Share your favorite song, via youtube!


----------



## Angela (Nov 2, 2008)

I like all kinds of music except for Rap. Still listen to a lot of *oldie* especially late 60's to early 70's. I will have to get back with you later with actual songs.


----------



## Mikuto (Oct 30, 2008)

Here's a starter, I'm a huge fan of the one hit wonder band "Marcy Playground". They're best known for their hit Sex and Candy, then they basically dropped off of the face of the earth. I love the vocalist, John Wozniak, however, so I followed the band until they broke.

Here's a couple of my favorites. These might not be to everyone's taste, but they're worth sharing.

Opium





No One's Boy


----------



## chobitz (Nov 25, 2008)

Jeff Buckley's- Hallelujah





Evanescance's- My Immortal





Bonnie Raitt's -i cant make you love me





Those are the ones right off the top of my head.


----------



## Guest (Dec 19, 2008)

God I hate YouTube!!!!!!!!!!!!!

That being said, I turned a number of people at the last forum I frequented on to the Jeff Buckley.  It is by far my favorite version of this much-covered song, including Leonard Cohen's original.


----------



## Mikuto (Oct 30, 2008)

I'm no fan of youtube either, but it is a way to embed a song without uploading it to a filesharing site. *Shrug*. 

I love that Jeff Buckley song, but as for H.I.M. I'd have to say Buried Alive by Love or Vampire Heart as my favorite. Oh oh! And Prelude to Tragedy (I Love You).


----------



## chobitz (Nov 25, 2008)

Bacardi Jim said:


> God I hate YouTube!!!!!!!!!!!!!
> 
> That being said, I turned a number of people at the last forum I frequented on to the Jeff Buckley. It is by far my favorite version of this much-covered song, including Leonard Cohen's original.


Grrr I just noticed that.. I'll edit it and get friendly versions.


----------



## tessa (Nov 1, 2008)

My life is like a beach boys album 

I went form  FUN FUN FUN to GO GRANNY GO.


----------



## Mikuto (Oct 30, 2008)

Another favorite.

Elliott Smith - Waltz #2.


----------



## Guest (Dec 19, 2008)

chobitz said:


> Grrr I just noticed that.. I'll edit it and get friendly versions.

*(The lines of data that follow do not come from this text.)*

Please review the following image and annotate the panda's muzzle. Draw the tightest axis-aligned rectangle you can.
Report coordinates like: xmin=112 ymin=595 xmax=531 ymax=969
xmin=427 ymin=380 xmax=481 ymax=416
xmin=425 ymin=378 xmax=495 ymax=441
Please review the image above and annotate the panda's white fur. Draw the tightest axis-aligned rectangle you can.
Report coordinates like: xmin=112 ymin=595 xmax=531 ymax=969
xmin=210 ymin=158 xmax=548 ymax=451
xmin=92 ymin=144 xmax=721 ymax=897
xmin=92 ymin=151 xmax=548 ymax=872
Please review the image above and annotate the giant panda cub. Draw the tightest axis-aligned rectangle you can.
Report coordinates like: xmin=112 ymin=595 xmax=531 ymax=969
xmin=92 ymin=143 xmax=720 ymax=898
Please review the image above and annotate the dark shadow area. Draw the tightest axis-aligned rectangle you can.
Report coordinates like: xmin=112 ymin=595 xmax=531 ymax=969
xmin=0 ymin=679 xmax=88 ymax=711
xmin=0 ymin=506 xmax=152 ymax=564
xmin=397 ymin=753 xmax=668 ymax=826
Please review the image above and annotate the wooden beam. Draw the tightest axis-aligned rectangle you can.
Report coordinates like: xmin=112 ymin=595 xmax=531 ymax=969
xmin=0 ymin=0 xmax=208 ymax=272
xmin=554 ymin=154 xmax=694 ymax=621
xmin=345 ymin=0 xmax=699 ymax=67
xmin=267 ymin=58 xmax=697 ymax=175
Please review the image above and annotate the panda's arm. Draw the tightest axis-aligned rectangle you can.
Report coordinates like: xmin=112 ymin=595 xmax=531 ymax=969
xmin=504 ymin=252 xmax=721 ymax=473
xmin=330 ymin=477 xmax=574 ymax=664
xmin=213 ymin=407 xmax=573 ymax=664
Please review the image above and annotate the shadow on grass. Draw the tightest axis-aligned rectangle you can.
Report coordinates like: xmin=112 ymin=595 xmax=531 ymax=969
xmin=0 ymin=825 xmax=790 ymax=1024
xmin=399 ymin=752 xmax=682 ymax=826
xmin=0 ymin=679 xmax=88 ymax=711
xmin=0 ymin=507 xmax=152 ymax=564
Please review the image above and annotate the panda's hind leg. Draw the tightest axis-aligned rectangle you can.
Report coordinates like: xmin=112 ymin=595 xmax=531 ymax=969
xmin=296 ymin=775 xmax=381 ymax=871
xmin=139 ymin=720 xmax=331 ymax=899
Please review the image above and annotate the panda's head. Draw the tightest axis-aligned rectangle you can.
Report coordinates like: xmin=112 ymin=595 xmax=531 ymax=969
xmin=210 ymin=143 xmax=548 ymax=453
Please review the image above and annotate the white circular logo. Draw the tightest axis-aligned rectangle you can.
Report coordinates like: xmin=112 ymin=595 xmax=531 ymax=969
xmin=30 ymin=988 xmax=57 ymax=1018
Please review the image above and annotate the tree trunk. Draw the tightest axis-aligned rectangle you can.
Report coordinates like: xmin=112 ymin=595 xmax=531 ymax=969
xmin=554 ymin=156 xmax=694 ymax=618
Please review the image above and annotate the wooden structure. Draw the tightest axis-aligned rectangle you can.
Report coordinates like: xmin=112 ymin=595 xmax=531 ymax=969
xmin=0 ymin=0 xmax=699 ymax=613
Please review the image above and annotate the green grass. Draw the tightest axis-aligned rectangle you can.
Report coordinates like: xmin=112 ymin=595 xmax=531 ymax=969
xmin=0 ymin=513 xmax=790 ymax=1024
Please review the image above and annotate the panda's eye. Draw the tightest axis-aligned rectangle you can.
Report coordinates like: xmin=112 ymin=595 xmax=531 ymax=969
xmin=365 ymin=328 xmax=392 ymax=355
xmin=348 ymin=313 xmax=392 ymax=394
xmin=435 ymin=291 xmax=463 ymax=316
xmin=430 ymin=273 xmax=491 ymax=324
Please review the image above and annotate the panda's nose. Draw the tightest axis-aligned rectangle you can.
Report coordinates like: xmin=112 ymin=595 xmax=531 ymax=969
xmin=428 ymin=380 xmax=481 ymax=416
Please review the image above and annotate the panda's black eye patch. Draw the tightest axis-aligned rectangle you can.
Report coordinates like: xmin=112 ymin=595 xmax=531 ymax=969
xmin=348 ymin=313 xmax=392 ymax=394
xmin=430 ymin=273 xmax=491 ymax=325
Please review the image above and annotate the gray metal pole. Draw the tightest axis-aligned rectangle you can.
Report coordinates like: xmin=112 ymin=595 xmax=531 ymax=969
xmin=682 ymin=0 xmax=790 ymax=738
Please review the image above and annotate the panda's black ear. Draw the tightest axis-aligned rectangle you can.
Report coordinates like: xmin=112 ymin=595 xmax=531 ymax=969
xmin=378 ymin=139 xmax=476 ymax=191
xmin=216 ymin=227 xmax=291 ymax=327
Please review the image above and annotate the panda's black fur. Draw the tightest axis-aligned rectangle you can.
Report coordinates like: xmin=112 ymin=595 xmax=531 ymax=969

Don't worry about it. I despise YouTube for their refusal to police themselves to prevent entire movies (many not even on DVD yet) being uploaded in 9-minute chunks. The crappy quality of the video and the tiny window are merely minor annoyances. Momentary rant, and not worth bothering yourself over.


----------



## Mike D. aka jmiked (Oct 28, 2008)

My musical tastes run to instrumentals (I can count the vocal works I like almost on one hand). Primarily, I listen to classical guitar, symphonic works, and almost anything by Chet Atkins or Les Paul.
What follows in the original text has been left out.